Que trouvent les étudiants en venant à l’IKW ?

Geneviève Saboly (médecin psychiatre, directrice des accompagnements AFCP) – Nous vivons actuellement une période où tout est permis, autorisé, valorisé, quel que soit le choix, même s’il détruit la personne humaine. Or les personnes inscrites à l’Institut Karol Wojtyla sont éblouies par la découverte de la valeur de l’Homme, l’enseignement leur apporte la connaissance de soi et le désir de partager cette découverte. Les étudiants souhaitent majoritairement poursuivre le cursus par la formation à l’accompagnement. Qu’ils soient en situation de responsabilité ou non, ils se sentent responsables d’aider leurs frères en difficulté.
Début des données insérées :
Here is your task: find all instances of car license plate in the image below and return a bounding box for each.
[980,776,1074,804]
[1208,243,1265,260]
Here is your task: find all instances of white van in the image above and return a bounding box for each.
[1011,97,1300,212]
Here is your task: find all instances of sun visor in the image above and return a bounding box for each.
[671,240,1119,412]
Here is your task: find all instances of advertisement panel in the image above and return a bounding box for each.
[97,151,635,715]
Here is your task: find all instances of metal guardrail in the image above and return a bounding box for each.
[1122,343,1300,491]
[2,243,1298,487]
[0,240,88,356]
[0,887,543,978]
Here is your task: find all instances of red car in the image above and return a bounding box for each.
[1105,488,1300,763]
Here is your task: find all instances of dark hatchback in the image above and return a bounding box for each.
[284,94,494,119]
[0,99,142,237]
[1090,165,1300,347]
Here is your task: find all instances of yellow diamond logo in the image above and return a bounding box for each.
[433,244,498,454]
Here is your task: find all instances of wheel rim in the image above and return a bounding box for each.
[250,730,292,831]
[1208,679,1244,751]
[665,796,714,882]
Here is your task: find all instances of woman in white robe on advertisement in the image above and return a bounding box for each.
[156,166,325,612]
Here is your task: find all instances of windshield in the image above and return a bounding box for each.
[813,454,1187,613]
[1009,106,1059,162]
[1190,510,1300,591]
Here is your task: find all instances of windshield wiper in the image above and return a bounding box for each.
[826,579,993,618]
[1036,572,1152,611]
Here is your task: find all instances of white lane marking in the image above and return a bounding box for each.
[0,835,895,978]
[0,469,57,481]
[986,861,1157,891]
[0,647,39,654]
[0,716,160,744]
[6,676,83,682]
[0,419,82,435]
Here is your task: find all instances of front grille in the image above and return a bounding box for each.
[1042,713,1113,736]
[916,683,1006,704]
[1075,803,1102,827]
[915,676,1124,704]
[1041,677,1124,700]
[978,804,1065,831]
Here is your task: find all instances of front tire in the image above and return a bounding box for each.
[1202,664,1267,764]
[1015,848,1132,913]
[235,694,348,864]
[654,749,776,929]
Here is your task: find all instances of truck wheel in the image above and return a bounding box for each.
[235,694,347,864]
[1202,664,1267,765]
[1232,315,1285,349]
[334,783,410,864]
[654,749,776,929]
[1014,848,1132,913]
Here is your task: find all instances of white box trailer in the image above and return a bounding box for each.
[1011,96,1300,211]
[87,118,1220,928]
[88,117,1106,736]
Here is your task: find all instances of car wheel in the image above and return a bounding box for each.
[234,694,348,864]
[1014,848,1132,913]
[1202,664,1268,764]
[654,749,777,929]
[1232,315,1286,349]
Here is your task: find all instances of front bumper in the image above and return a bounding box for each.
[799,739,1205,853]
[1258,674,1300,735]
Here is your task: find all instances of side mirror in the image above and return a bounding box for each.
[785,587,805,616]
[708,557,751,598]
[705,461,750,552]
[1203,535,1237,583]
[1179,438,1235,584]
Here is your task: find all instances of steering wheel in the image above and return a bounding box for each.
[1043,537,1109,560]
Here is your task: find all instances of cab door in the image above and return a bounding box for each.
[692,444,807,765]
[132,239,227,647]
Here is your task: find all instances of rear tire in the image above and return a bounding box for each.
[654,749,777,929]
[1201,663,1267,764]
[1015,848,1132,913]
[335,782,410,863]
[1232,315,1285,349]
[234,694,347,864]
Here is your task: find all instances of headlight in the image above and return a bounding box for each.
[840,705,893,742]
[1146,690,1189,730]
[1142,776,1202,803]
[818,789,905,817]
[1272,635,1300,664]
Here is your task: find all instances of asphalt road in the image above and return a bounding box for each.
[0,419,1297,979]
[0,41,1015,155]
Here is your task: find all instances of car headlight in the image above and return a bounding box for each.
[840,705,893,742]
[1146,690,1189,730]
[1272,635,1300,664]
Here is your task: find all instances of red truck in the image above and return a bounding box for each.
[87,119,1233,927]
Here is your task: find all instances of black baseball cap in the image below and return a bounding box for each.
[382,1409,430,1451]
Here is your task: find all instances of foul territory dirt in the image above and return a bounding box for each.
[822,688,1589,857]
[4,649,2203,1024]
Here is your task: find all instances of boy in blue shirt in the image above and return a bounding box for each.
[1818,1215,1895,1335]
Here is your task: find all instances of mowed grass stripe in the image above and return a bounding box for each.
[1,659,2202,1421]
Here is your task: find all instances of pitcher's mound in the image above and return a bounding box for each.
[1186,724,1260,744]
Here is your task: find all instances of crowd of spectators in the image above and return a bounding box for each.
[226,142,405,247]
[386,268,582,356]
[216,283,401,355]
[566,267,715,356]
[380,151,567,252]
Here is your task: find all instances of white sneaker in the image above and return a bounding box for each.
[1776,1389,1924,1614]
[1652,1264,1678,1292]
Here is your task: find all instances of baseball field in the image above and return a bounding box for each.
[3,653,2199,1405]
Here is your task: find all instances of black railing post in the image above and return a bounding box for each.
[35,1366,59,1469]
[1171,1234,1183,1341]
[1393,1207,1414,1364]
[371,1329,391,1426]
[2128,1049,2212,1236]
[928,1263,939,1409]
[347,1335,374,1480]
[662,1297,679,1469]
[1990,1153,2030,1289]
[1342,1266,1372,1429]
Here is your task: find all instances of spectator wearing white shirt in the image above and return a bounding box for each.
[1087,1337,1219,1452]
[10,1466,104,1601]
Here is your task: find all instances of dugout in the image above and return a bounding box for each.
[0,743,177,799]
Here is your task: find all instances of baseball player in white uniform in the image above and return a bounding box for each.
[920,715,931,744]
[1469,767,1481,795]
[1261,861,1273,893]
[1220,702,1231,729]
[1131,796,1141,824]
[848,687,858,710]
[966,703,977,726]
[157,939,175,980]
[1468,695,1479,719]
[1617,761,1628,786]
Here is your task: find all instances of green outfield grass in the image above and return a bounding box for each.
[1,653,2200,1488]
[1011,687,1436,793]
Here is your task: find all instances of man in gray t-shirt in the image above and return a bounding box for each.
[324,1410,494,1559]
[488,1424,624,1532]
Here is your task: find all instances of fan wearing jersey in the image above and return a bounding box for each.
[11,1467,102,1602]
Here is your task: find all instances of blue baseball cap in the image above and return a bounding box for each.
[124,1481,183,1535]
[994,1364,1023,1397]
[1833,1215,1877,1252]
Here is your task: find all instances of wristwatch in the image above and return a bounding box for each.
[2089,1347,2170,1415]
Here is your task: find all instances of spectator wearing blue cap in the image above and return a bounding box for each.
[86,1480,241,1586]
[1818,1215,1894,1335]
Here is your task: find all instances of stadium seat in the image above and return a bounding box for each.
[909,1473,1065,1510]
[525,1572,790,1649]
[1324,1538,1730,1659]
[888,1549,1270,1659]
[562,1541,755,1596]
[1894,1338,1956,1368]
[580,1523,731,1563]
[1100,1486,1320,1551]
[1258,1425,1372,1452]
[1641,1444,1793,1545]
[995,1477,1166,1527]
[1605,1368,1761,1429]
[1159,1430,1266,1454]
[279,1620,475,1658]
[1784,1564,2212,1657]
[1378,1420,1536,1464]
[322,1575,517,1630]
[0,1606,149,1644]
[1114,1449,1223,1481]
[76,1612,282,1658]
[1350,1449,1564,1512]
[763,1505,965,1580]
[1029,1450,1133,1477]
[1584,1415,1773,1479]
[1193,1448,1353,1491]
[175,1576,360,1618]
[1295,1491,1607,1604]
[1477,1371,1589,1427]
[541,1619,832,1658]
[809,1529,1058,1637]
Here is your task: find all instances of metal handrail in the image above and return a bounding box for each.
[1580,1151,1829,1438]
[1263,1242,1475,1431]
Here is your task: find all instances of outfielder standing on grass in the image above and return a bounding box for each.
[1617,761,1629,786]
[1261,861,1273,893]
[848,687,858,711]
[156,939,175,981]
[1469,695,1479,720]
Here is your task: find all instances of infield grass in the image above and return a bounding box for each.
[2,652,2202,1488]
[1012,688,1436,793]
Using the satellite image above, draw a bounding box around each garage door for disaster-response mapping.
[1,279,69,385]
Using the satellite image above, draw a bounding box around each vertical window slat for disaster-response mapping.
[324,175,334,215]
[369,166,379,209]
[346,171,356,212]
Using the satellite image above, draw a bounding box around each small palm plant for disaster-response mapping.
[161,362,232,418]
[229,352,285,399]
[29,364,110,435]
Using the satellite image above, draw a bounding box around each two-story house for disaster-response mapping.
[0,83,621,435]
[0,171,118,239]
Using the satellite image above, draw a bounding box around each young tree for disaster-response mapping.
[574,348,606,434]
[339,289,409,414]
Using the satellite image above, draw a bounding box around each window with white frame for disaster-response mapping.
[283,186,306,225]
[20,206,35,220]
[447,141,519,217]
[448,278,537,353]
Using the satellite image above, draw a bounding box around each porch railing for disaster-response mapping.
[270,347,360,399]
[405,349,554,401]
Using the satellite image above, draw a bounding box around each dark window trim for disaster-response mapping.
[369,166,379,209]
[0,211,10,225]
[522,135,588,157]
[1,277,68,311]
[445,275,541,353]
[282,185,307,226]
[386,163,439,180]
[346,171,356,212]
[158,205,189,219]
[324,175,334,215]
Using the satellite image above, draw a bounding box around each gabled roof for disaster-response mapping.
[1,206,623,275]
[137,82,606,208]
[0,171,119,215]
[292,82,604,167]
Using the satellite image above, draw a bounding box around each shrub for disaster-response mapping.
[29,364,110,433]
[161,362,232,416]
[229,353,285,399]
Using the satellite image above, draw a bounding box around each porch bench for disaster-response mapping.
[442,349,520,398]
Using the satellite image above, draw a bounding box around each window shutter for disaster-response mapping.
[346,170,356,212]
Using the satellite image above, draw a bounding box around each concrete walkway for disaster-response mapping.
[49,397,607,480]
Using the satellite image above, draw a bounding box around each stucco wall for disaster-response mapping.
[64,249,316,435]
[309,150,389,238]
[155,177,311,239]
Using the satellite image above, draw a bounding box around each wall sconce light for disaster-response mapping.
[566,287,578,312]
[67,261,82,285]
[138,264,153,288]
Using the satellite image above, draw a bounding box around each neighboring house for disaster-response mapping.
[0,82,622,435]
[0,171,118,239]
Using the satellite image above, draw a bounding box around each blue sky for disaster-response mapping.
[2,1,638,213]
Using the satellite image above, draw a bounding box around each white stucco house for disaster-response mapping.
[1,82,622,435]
Notre accompagnement s’adresse à toute personne souhaitant surmonter l’adversité et ordonner sa vie. Il s’appuie sur la connaissance intégrale de la personne, il diffère de l’apport des sciences modernes qui morcellent la prise en charge. L’accompagnement permet une meilleure compréhension de soi pour discerner ce qui est bon et ainsi mieux orienter son agir. La découverte et la pratique de la vertu permettent à l’accompagné de retrouver une liberté intérieure et l’amène à agir de façon responsable dans le monde actuel où tous les repères éclatent.
C’est ainsi que nous pouvons répondre à l’appel du Christ :
« Aimez-vous les uns les autres ».

[1] Voir à ce sujet le récent colloque, « Le discernement des Habitus. Autour de Charles de Koninck », M. Boyancé, B. Guéry, (dir), PUIPC, Paris, 2023.